Answers to these questions describe how well marketing efforts are working in terms of value creation.

Many people will argue that you can’t isolate the impact of marketing on improvement in key measures—but this is not entirely true. While experimental design is not always an option, there are other techniques that will help provide good enough insight to make a judgment about the value of a marketing project.

Often organizations encounter hurdles when trying to measure the real value of marketing including capability, access to reliable data, time, cost, convenience, and organization culture. All of these, however, can be overcome in some way. Success with measurement begins with a mindset for curiosity. Merely asking the right questions of the right people at the right time can go a long way in understanding how well marketing is working and the value it brings.

3. What is your process for helping organizations demonstrate value from their marketing investments? 

We use a design-thinking approach. Our process, the ROI Methodology, begins with aligning the marketing initiative with the needs of the business. A marketing campaign should not begin until there is clarity in terms of the business measures that need to improve and the value of improving those measures. From there, we focus on determining what needs to change or what actions need to be taken to address the business needs. We work with the client to establish clear specific objectives for the marketing project. Then, the campaign is designed around the objectives, and implementation is evaluated against the objectives. While some people may view the process as difficult, it really isn’t. It is a systematic process that delivers reliable results, up to and including the ROI. We even include a step to isolate the impact of the specific marketing project on improvement in the business measures. This helps project owners answer the question, “How do you know it was your marketing campaign that delivered the results?”

A chapter from our book, ROI in Marketing, explains more about the approach.

4. What are some common mistakes you see organizations making when it comes to tracking marketing efforts?

They are too proud of the activity indicators. While it is important to track activity since the right activity will lead to results, wearing progress with activity as a badge of honor is a risky play.
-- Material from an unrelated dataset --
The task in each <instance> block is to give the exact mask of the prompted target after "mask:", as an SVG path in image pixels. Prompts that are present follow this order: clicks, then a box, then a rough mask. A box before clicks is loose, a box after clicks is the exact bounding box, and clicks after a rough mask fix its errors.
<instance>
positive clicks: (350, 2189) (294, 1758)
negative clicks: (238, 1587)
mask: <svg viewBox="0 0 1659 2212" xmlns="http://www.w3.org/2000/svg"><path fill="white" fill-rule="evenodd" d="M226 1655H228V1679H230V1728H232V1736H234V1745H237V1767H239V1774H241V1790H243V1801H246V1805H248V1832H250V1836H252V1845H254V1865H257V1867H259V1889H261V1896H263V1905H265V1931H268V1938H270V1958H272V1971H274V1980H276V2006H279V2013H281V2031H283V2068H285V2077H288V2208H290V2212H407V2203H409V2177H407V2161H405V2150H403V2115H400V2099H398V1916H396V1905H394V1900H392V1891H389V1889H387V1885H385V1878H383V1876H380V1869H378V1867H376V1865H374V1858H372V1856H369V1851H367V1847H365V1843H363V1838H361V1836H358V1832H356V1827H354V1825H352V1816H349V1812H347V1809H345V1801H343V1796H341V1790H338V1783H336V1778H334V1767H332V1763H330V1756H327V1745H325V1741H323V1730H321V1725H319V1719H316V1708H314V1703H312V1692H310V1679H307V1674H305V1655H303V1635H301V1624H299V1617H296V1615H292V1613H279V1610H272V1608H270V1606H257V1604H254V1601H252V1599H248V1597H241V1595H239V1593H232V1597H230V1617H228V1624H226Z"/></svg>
Activity represents cost, costs get cut. Marketing is too important to overall organization growth to be merely an activity-based function. Consider this—marketing is not just important to revenue growth and customer loyalty, but it is (or can be) a major influence on success with talent acquisition. Talent acquisition is a critical issue for organizations, especially in today’s environment. When a person is looking for a job, they go first to the brand they recognize and appreciate. Brand matters in talent acquisition—this is marketing. 

Marketing can be a strategic lever across the enterprise. But it needs to demonstrate that it is. This requires asking the right questions prior to investing in marketing projects; setting clear objectives that include reaction, learning, action, impact, and ROI objectives; designing around those objectives; and evaluating success against those objectives. Then, project owners need to use the evaluation results to tell their story and improve their process.

We offer an assessment in our book, ROI in Marketing, to help determine if your marketing programs are results-based.

5. What can companies do with the information they gain?

The benefit of collecting the type of data we recommend is first, organizations will have marketing programs that clearly align with organization strategy. Second, project owners will be able to describe the complete story of marketing’s value contribution. Third, project owners will have the information they need to improve the marketing process—either for a specific campaign or the entire strategy.